The output network exposes per-node metadata in ``network.nodes`` for
downstream styling:

.. list-table::
   :header-rows: 1

   * - Meta
     - Type
     - Values
   * - ``var_name``
     - String
     - Sanitised variable name (spaces and hyphens become ``_``).
   * - ``var_type``
     - Discrete
     - ``Derived`` (has an expression) or ``Original`` (source feature).
   * - ``expression``
     - String
     - The literal expression text for derived variables; empty for
       original ones. Pick it as **Label** in Network Explorer to see
       each derived node's formula directly on the graph.

Controls
--------

- **Generate** — rebuilds the graph from the current configuration
  table. The widget also auto-regenerates whenever a valid input
  arrives.

Warnings
--------

- *Input has no derived variables; the dependency graph is empty.*
  Fires when every row of the configuration table is an original
  variable (no ``Expression`` set).

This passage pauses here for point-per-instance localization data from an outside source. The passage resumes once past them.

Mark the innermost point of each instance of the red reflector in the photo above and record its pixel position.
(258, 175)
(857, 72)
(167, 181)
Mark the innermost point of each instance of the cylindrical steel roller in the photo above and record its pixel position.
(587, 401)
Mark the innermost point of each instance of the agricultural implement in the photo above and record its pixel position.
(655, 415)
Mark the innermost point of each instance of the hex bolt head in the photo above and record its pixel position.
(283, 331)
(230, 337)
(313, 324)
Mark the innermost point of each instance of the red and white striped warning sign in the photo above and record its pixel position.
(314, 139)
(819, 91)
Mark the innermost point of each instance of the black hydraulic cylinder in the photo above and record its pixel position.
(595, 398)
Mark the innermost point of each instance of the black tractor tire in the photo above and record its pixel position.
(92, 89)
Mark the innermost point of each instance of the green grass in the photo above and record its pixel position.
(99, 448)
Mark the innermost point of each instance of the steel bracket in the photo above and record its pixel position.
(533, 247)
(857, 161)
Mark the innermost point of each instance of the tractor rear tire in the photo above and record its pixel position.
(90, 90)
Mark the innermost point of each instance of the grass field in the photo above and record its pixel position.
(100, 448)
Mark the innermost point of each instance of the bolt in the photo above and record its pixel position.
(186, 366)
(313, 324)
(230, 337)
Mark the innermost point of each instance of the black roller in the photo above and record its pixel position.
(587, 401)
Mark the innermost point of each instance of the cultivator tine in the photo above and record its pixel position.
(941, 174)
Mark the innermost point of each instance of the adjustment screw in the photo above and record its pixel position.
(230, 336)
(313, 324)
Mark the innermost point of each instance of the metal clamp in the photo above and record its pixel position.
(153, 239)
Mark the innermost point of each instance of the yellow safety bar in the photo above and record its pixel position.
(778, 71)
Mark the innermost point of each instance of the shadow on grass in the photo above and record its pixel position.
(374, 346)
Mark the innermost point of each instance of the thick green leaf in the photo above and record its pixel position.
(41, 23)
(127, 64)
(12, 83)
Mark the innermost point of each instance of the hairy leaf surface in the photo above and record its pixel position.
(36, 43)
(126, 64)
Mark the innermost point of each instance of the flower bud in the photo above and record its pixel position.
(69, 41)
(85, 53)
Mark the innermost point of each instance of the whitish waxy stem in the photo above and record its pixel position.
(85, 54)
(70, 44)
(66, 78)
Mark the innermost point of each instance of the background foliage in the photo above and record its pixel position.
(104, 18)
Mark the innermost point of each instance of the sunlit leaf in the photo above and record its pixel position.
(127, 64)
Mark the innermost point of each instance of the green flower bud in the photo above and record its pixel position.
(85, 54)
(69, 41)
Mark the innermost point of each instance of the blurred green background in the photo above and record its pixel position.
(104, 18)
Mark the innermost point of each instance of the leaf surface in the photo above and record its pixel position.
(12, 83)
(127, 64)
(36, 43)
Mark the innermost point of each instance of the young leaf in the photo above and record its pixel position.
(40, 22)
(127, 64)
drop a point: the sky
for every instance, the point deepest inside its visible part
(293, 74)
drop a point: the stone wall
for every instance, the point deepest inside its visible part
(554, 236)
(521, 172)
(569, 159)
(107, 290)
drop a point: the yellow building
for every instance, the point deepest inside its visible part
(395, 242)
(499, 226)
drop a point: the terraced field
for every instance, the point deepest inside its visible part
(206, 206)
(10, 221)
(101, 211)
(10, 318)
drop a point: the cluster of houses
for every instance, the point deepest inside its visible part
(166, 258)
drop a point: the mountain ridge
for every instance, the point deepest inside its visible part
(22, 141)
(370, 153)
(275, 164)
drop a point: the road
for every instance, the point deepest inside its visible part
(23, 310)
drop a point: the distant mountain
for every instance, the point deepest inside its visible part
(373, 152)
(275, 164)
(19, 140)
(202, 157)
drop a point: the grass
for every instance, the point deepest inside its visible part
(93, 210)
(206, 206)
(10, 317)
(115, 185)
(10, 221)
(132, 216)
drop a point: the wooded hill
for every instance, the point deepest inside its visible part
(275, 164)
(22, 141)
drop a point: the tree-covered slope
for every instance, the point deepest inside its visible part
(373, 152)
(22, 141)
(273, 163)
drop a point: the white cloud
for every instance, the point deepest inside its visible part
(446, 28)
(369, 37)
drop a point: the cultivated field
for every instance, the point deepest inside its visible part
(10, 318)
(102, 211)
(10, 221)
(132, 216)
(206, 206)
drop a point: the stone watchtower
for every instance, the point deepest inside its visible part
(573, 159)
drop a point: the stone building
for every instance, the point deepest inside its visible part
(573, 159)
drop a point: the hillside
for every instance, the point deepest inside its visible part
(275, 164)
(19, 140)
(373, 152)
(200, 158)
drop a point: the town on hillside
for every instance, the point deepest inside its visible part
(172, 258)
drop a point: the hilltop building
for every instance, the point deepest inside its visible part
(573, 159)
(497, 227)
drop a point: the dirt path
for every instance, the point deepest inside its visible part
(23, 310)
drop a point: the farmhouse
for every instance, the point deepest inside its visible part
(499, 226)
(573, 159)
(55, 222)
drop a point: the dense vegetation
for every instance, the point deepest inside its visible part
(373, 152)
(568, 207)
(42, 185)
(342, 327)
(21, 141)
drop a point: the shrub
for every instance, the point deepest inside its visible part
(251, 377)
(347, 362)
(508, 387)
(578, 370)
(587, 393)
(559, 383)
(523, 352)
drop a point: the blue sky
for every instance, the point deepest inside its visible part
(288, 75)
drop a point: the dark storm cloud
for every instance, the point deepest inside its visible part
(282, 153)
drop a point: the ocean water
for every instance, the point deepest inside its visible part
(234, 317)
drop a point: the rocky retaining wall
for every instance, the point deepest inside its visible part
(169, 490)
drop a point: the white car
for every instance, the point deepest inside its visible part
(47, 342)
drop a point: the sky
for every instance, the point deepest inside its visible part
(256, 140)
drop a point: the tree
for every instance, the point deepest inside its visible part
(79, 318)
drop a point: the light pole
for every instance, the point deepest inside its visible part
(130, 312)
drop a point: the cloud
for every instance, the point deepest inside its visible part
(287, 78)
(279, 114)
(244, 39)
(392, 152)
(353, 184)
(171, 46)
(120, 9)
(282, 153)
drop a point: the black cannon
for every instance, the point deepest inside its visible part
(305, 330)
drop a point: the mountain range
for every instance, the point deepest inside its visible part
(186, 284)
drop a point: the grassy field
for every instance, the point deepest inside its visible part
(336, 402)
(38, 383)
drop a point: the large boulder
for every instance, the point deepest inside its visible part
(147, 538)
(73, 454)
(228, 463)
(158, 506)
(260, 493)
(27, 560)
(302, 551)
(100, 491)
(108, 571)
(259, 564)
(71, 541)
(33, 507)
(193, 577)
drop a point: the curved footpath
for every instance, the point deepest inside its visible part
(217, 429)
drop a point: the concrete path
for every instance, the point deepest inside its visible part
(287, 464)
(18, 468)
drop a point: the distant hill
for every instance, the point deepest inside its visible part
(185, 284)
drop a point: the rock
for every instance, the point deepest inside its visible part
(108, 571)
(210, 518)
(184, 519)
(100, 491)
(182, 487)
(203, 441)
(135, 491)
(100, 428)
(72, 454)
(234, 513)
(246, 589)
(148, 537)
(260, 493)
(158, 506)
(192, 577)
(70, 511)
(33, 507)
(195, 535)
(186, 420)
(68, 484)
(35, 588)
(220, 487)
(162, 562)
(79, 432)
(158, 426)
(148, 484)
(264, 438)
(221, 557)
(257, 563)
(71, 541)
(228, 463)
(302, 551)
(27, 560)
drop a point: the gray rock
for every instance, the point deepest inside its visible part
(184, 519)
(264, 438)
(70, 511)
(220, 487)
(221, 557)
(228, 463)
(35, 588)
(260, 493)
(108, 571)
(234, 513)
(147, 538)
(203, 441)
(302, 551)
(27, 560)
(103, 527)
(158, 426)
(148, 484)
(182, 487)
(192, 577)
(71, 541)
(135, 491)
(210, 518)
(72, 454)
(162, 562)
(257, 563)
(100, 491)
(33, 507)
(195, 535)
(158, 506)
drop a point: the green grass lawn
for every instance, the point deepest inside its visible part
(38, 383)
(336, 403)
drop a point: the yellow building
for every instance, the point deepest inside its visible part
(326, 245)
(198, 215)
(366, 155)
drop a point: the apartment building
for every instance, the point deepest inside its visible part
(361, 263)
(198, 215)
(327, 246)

The output network has nodes but
  no edges. Usually means you forgot to attach the second output of
  **Time Features Constructor** instead of the data output.

Input Requirements
------------------

The first two columns of the input table **must** be named exactly
``Variable`` and ``Expression``. Any other shape is rejected with an
explicit error message; no network output is sent.

Usage Example
-------------

1. Connect the **Variable Definitions** output of **Time Features
   Constructor** to the input of this widget.
2. Connect the **Network** output to the **Network Explorer** widget
   from the *Orange Network* add-on.
3. In **Network Explorer**:

   - Color the nodes by ``var_type`` to separate derived from original
     features.
   - Optionally map the edge thickness to the edge weights (the
     ``data`` array of the sparse adjacency matrix) to visualise which
     dependencies span the widest temporal windows.

Implementation notes
--------------------

- Variable name lookup is **O(1)** via a precomputed ``name → index``
  map, so the full graph build is linear in the number of references.
- The detection regex uses word boundaries (``\b``), so ``X1`` will not
  match inside ``X10``.
- Sanitisation maps spaces and hyphens to underscores so the names line
  up with how the **Time Features Constructor** rewrites them inside
  expressions.